Although everyone in the chain of title can be held liable, it doesn’t mean they will come after you specifically, depending on your net worth at the time. They typically go after those that have the money first, which could be the current owner of the business and/or the property owner. BTW, you can’t get out of it by filing a BK either because that liability is not dischargeable in a BK. So ALWAYS have the soil tested before getting involved unless you are prepared to incur the expense of clean up.

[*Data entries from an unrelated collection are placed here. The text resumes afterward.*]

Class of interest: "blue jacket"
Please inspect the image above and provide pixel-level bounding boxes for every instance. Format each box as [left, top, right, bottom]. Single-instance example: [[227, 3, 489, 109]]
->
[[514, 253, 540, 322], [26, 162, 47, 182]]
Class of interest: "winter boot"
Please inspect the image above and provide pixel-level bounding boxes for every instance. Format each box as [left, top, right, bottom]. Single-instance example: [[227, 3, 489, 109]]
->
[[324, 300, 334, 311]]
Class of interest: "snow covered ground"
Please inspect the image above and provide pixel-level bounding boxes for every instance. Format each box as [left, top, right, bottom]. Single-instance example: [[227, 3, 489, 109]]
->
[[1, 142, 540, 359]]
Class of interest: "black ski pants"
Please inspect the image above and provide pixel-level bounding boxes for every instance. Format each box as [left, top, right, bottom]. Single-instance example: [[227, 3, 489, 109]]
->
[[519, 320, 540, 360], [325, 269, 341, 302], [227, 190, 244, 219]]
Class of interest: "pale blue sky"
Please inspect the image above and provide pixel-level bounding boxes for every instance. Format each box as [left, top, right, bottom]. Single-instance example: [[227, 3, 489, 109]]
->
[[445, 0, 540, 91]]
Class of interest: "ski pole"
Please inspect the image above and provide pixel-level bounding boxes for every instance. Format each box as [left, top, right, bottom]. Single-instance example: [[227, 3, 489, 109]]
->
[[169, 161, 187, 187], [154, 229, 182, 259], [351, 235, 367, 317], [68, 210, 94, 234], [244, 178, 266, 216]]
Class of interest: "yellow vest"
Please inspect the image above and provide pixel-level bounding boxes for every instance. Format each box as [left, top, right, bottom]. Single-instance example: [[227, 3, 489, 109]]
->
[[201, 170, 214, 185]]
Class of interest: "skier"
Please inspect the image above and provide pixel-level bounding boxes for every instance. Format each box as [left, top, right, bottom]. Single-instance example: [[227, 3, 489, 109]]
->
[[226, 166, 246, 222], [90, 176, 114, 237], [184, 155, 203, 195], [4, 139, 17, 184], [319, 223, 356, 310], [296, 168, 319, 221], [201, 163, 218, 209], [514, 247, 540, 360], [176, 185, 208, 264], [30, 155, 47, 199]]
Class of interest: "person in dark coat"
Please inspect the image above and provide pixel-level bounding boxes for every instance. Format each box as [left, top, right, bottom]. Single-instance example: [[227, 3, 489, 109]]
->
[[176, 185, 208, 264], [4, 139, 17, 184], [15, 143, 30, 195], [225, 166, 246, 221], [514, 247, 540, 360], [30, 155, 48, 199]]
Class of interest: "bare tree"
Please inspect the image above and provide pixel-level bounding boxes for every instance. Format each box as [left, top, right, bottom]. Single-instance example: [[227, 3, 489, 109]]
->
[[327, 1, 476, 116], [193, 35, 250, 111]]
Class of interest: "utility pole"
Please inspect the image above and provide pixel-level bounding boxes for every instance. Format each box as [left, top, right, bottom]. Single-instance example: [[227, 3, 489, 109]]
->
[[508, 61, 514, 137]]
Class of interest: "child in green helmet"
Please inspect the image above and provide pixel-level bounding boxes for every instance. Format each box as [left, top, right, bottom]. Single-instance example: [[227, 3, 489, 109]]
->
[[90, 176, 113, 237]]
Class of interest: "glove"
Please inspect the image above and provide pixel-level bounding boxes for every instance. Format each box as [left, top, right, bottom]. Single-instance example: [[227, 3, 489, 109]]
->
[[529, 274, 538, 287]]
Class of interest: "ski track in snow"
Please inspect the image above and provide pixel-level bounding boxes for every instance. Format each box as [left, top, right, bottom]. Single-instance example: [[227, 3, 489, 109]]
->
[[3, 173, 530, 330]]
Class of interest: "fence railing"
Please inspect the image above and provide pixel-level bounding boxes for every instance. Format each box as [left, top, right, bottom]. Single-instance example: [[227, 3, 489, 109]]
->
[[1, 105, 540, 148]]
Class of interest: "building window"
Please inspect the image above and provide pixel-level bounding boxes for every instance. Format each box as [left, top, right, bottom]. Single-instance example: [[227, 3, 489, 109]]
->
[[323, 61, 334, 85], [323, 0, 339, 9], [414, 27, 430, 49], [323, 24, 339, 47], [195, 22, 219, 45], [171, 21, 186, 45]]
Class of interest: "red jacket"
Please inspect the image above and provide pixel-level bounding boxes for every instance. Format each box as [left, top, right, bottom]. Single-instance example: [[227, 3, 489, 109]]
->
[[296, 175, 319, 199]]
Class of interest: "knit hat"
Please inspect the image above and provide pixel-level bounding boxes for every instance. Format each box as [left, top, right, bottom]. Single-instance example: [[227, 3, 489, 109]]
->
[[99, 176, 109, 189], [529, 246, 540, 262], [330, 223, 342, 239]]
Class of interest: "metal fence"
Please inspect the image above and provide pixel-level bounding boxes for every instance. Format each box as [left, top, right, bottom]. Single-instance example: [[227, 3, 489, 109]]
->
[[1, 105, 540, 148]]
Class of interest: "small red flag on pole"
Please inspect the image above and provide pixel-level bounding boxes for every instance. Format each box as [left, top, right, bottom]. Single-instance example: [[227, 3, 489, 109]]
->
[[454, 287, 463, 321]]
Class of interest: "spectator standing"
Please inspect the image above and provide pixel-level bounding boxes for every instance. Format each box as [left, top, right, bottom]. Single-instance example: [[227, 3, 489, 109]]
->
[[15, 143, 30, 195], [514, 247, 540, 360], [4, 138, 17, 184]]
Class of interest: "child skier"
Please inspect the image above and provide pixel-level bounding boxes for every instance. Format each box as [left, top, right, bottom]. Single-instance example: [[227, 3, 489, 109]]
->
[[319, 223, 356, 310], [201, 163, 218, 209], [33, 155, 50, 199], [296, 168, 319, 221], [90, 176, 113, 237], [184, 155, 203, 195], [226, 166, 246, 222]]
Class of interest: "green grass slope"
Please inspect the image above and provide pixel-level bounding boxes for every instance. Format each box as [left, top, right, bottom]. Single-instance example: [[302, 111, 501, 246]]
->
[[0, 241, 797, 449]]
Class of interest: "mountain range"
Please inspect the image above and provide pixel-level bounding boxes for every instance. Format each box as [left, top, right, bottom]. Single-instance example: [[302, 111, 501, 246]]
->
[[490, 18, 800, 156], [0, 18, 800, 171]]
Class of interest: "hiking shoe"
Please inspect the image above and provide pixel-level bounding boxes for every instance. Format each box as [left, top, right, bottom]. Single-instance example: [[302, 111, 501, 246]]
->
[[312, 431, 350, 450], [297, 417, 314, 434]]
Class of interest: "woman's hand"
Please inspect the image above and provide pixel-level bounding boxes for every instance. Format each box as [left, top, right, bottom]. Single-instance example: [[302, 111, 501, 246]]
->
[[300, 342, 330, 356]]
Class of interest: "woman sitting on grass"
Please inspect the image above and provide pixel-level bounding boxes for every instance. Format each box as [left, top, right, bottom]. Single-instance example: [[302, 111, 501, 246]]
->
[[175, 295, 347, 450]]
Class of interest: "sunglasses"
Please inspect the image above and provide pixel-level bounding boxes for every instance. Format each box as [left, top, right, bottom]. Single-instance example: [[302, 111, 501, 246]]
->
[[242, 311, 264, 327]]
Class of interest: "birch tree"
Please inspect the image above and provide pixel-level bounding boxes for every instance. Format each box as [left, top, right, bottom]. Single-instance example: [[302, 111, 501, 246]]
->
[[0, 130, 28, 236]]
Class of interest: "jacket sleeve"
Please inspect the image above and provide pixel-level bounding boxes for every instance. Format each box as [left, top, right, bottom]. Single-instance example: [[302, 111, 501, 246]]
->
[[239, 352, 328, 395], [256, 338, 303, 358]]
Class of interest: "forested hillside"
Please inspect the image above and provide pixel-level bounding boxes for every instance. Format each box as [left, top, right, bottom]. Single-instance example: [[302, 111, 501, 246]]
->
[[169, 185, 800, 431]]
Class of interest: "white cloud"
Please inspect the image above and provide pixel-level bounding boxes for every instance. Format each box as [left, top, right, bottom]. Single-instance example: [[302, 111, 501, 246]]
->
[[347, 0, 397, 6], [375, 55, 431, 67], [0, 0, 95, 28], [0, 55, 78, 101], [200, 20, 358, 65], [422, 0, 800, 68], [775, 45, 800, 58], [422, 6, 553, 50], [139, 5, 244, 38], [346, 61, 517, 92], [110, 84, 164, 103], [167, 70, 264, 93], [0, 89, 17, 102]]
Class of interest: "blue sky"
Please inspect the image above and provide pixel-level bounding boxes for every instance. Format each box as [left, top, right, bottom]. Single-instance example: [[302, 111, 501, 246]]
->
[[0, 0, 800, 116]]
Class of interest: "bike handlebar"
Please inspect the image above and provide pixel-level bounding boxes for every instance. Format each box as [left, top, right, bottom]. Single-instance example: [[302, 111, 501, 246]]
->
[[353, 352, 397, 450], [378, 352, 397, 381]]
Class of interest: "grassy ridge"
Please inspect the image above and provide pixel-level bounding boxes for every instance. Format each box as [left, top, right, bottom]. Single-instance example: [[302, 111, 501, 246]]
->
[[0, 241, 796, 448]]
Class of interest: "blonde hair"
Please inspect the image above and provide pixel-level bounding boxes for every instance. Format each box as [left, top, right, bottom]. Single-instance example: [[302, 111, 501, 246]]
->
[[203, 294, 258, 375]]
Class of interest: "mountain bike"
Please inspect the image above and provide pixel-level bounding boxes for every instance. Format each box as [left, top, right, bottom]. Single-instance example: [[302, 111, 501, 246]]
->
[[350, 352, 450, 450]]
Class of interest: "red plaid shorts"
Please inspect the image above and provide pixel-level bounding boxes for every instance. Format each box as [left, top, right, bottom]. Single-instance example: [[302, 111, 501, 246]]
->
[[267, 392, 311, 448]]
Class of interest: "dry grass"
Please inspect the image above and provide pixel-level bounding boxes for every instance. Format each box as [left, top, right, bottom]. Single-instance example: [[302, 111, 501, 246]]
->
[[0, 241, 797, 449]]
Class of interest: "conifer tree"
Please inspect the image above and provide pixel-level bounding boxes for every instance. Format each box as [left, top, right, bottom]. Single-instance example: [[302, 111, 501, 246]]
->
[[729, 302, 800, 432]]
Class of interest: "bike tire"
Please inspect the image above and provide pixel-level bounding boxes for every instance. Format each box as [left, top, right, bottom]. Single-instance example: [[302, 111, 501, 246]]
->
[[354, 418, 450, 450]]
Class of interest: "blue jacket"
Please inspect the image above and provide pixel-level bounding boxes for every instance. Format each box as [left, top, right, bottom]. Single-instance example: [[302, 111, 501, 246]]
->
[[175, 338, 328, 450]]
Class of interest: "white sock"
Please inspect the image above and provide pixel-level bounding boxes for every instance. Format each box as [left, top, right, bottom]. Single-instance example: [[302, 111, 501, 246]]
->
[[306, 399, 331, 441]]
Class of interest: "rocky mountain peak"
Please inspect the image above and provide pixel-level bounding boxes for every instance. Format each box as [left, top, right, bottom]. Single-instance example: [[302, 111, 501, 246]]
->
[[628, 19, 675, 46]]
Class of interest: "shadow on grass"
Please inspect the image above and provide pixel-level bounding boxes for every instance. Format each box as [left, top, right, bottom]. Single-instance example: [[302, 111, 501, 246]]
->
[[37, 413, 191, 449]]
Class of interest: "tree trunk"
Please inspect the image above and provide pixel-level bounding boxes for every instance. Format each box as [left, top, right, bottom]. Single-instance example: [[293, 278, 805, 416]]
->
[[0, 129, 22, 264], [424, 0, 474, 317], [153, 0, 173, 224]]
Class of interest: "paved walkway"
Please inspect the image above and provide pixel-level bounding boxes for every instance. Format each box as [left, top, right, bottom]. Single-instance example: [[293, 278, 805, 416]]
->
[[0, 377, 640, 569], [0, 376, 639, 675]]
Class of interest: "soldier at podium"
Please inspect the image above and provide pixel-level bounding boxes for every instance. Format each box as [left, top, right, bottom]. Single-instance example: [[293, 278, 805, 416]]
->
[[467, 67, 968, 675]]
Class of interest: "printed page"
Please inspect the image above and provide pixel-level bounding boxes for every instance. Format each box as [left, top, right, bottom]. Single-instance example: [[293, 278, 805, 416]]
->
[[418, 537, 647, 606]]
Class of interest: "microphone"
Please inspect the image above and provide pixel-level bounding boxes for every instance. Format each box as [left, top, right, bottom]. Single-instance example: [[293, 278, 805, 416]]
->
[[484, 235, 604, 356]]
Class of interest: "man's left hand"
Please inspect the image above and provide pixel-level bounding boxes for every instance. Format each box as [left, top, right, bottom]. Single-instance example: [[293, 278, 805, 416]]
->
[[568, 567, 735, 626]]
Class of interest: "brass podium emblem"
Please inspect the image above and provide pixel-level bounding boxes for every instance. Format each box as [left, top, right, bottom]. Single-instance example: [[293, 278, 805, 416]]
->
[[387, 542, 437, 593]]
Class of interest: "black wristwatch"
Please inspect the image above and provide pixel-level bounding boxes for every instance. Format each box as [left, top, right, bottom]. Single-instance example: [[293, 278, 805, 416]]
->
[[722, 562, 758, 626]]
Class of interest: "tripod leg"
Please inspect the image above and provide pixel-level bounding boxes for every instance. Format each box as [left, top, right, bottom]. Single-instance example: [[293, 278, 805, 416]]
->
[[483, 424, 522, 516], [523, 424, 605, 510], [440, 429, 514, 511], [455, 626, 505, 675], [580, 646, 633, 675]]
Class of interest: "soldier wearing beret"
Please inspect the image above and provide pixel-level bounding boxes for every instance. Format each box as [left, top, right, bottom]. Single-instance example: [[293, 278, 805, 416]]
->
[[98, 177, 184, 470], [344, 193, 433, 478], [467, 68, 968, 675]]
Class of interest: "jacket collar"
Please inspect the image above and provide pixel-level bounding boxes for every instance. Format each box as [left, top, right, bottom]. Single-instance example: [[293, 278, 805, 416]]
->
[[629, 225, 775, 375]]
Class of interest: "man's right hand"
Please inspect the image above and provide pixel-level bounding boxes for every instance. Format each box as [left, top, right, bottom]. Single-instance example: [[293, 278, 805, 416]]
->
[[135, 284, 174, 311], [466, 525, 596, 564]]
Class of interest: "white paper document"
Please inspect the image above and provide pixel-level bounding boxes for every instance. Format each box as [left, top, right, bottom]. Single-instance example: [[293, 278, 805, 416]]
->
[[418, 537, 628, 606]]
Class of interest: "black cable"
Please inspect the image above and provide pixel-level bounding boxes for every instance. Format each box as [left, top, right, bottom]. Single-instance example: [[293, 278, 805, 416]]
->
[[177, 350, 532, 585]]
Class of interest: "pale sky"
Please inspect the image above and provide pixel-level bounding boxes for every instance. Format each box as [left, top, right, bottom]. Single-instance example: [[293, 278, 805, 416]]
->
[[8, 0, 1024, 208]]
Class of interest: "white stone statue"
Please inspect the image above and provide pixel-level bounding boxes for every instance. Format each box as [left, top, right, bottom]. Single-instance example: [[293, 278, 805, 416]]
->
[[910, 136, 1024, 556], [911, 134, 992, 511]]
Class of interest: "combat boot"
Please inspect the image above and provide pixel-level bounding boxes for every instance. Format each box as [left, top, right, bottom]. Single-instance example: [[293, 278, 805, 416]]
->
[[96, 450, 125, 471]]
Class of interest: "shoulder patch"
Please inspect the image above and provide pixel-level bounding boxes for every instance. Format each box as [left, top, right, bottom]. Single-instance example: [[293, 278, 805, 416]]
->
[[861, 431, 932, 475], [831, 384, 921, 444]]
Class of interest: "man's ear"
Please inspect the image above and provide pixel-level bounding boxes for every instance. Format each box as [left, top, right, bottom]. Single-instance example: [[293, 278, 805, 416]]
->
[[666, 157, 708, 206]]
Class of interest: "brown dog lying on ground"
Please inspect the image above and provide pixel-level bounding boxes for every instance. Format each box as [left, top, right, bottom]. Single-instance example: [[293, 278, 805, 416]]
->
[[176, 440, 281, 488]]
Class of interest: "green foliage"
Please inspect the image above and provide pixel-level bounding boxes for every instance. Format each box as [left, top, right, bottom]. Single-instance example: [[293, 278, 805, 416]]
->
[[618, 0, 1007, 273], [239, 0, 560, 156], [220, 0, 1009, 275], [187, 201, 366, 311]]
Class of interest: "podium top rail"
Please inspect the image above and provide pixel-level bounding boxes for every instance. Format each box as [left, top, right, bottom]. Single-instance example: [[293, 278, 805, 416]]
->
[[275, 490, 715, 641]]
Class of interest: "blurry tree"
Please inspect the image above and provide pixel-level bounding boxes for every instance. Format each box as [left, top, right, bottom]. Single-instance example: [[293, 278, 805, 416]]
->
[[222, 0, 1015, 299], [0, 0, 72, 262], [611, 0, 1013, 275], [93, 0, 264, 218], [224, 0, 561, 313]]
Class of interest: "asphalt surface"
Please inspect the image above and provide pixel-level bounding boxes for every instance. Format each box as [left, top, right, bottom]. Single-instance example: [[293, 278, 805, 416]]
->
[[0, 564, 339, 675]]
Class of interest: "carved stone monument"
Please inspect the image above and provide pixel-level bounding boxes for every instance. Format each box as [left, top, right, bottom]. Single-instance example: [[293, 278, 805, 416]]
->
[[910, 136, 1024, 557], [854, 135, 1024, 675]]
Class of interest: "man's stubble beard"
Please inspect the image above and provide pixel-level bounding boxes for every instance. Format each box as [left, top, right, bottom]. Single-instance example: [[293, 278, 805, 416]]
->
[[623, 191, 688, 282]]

On the other side, this could be a great opportunity to buy property at great bargain prices because this issue scares off a lot of potential buyers where you could snap the property up cheap and pay the clean up costs by still coming out with a fantastic deal! Just be sure to do your homework on this before just jumping in!

Happy fishing, David! (nt) - Posted by ScottE

Posted by ScottE on April 04, 2002 at 16:06:41:


Re: Top Ten - Posted by David Finkel

Posted by David Finkel on April 10, 2002 at 11:27:11:

Dear JohnBoy,
I appreciated your clarification and agree with the details you give. My philosophy is to get title from a seller RIGHT AWAY and then do all my final due diligence (making sure the seller understands orally and in writing that I might find things I don’t like and give them back the propt.) I do this because if I go to the effort of doing all my due diligence I want to make sure the seller won’t back out. That said, I just wanted to make sure people didn’t follow that advice on a comercial property where there were potential EPA risks. My best to you, David Finkel

Re: Not to worry… - Posted by Anthony-OH

Posted by Anthony-OH on April 05, 2002 at 22:42:15:

Ok if your taking a property Subject-To the existing mortgage then the lender required the original borrower to pay for an EPA endorsement which would cover any liability from the “scary” things mentioned.

Every Lender on the planet requires this endorsement because of the risks involved if any contamination occurs.

So I personally wouldn’t worry about environmental issues unless you are getting the deed without this endorsement having been acquired for the financing on the property.